Il est important pour moi de « faire avec ce qu’il y a ». Paradoxalement j’ai besoin de travailler dans le manque, et de rendre la contrainte fructueuse. D’ailleurs, quand les contraintes ne sont pas là naturellement, je les invente moi-même : mon corps lui-même devient contrainte. Faire beaucoup avec peu m’excite particulièrement. J’aime arriver à quelque chose qui transpire d’une énergie, d’un plaisir de faire.
Au Bel Ordinaire j’aimerais entamer une expérience de recherche en me basant sur la matière la plus accessible là-bas : les feuilles des arbres alentours. J’aimerais développer un travail que j’ai entamé lors du confinement. À l’époque j’avais commencé à coudre la matière à portée de main, celle du jardin de mes parents.
J’avais cousu les feuilles encore fraîches avec la vieille machine Singer de la maison. Les feuilles sont cousues ensemble une par une et la forme grandit progressivement. Ce travail parle d’un autre rapport au temps : le temps long. En effet une fois les feuilles cousues, je viens mettre sous presse ce nouveau textile à la manière d’un herbier. Pendant environ un à deux mois, les feuilles sèchent à l’abris de la lumière ce qui permet de conserver l’intensité du vert. Ce procédé, basé sur une économie de moyen, me plaît beaucoup et aboutit à chaque fois à un résultat très riche. La matière me réserve à chaque fois des surprises.
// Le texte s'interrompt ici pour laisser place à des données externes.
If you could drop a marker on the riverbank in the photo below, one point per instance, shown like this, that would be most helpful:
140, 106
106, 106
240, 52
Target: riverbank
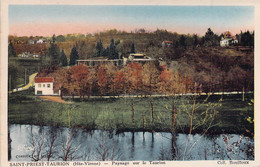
229, 114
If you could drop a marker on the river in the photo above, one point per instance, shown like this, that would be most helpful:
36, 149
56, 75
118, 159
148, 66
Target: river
37, 143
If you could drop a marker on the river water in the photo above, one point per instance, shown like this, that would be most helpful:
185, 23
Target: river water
30, 143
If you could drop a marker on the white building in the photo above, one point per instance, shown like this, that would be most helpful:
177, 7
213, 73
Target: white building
44, 86
167, 43
227, 39
138, 58
40, 41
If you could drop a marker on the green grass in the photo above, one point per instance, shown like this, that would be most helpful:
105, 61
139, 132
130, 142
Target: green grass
116, 114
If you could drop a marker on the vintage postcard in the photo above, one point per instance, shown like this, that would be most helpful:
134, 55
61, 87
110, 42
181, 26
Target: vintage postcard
129, 84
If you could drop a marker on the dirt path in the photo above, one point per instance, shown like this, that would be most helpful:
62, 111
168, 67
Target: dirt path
54, 99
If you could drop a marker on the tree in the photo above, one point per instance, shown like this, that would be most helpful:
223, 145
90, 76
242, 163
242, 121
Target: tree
61, 38
80, 77
119, 82
112, 54
133, 48
64, 60
210, 38
52, 56
99, 48
11, 50
195, 40
74, 55
102, 80
182, 41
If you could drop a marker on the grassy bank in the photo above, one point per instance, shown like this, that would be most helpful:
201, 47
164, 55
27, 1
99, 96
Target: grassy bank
230, 114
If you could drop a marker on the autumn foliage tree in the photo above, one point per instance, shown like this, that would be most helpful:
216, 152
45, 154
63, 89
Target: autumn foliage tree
102, 80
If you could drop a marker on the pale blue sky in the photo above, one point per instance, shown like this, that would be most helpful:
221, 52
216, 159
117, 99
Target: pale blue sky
189, 19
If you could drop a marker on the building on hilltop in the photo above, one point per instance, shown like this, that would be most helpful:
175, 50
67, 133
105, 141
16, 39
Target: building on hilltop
44, 86
99, 61
138, 58
228, 40
167, 43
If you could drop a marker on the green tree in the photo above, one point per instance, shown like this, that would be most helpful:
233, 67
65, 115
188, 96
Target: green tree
99, 48
74, 55
11, 50
133, 48
61, 38
64, 61
52, 56
183, 41
195, 40
112, 48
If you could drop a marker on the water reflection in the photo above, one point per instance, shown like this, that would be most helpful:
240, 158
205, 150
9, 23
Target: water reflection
38, 143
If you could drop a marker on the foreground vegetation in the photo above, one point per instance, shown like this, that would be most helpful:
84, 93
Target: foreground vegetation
218, 115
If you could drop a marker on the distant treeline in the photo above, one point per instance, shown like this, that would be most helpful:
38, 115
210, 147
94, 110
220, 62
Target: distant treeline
199, 58
147, 79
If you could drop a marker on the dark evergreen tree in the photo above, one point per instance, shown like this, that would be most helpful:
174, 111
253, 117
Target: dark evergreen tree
211, 39
195, 40
52, 56
99, 48
11, 50
133, 48
112, 54
182, 41
64, 61
74, 55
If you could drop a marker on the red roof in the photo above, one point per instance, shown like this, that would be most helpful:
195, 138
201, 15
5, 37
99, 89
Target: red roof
43, 79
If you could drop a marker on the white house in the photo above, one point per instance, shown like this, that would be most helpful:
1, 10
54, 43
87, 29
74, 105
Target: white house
137, 57
167, 43
40, 41
44, 86
227, 39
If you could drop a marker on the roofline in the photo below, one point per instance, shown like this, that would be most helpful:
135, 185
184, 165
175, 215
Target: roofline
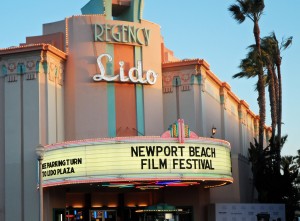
33, 47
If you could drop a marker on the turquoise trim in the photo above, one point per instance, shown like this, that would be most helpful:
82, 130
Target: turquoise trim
98, 7
111, 98
139, 93
134, 13
21, 68
45, 67
4, 70
93, 7
176, 81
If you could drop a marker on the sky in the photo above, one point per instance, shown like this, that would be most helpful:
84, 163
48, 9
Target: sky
201, 29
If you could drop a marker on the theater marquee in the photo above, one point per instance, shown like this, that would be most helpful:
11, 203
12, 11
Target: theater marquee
144, 160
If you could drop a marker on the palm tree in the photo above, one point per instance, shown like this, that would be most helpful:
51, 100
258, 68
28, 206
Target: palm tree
253, 9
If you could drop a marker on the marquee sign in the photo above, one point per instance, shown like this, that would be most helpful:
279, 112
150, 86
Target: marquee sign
120, 33
144, 160
135, 74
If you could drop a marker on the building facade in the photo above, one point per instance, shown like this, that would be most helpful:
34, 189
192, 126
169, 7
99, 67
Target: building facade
124, 123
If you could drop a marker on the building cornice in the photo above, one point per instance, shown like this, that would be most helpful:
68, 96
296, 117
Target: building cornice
33, 47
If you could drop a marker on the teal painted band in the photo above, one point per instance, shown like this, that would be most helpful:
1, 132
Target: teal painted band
140, 118
111, 98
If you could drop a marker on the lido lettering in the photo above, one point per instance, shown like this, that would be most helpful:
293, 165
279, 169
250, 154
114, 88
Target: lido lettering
135, 74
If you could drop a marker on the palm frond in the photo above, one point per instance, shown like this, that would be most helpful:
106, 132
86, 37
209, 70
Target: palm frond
237, 13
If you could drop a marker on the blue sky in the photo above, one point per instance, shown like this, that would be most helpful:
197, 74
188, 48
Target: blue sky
192, 29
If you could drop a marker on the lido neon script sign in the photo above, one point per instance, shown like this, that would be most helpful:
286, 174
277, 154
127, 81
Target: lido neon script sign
135, 74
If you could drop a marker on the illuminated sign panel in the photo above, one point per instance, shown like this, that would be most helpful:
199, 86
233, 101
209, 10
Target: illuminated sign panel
120, 33
135, 74
136, 161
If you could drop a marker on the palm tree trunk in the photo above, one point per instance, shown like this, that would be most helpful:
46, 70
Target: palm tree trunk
273, 102
261, 89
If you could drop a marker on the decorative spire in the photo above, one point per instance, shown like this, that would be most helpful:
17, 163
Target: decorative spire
123, 10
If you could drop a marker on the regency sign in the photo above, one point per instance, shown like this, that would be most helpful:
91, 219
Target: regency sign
121, 34
135, 74
136, 161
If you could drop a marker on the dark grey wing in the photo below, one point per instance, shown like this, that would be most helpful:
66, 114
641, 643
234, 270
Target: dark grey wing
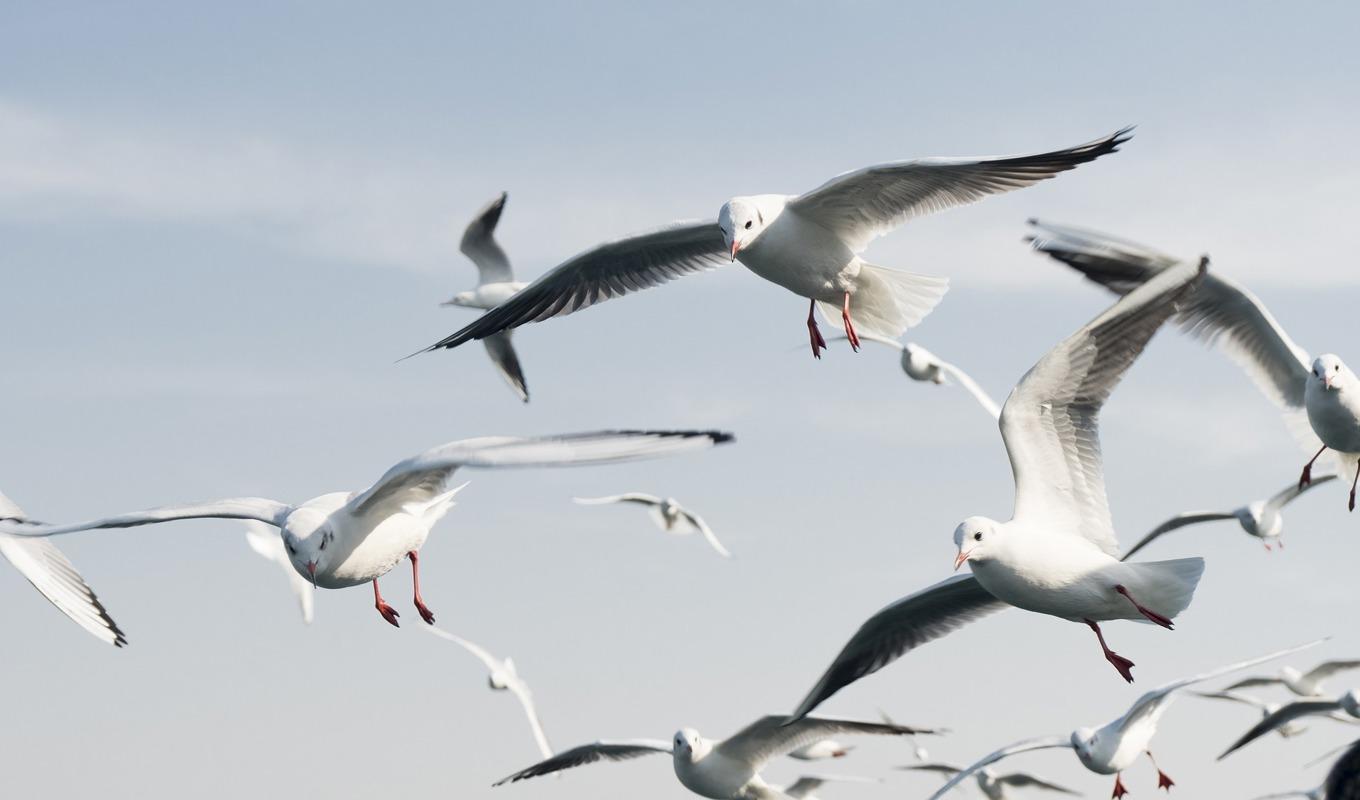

Pour le Bel Ordinaire j’ai le désir de continuer ce protocole avec l’envie de changer d’échelle. J’aimerais coudre, à partir de la matière récoltée autour du lieu, des lés de feuilles qui joueraient avec l’architecture. Je souhaite assembler mon patchwork végétal directement dans le lieu d’exposition et créer un nouvel espace, plus intime et sensible. La notion de cocon ne cesse de m’interroger dans ma pratique et je tiens à la développer d’avantage à cette occasion.